Cuenta San Agustín que, en su lucha contra Dios, que le llevaba molestando, asediando, persiguiendo y reclamando mucho tiempo, el episodio definitivo de su conversión tuvo lugar en el huerto de una casa donde estaba hospedado, en compañía de su madre y de su amigo Alipio.
La narración del suceso siempre me conmueve. Se encuentra en las Confesiones, Libro VIII, caps.8 y 12.
En aquel huerto, Agustín, oyendo la voz interior del Amor, se resistía, luchaba, se retorcía, lloraba con copiosas lágrimas... Él sabía la batalla interior que estaba librando, pero su amigo Alipio, allí presente, no salía de su estupor contemplando a Agustín en medio de tantas lágrimas y aspavientos. Hasta que, por fin, Agustín sintió la necesidad de alejarse para llorar a gusto y oyó una voz como de niños que cantaban en la casa vecina y decían insistentemente: Toma y lee, toma y lee.
Entonces Agustín entendió que esa voz estaba hablando con él, corrió al lugar donde se había dejando las cartas de San Pablo, y las abrió por este pasaje de la carta a los Romanos:
"Daos cuenta del momento en que vivís;
ya es hora de despertaros del sueño,
porque ahora vuestra salvación está más cerca que cuando empezamos a creer.
La noche está avanzada, el día se echa encima:
dejemos las actividades de las tinieblas y pertrechémonos con las armas de la luz.
Conduzcámonos como en pleno día, con dignidad.
Nada de comilonas ni borracheras, nada de lujuria ni desenfreno,
nada de riñas ni pendencias.
Vestíos del Señor Jesús
y no os preocupéis de la carne
para dar satisfacción a sus concupiscencias".

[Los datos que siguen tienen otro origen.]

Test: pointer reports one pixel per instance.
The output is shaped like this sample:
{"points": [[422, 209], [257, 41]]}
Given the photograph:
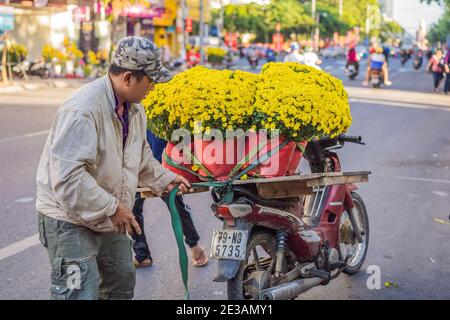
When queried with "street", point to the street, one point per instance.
{"points": [[407, 197]]}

Es precisamente la segunda lectura de este domingo.
Comenzamos a recorrer el Adviento y el nuevo año litúrgico como peregrinos que andan su camino, con gozo y fatiga, buscando una meta.
La Palabra del primer domingo invita a vivir con consciencia lo que estamos viviendo, a elegir lo que queremos vivir y a aquilatar nuestras elecciones, y a estar atentos y vigilantes a las venidas del Señor a nuestra vida. El Señor viene siempre.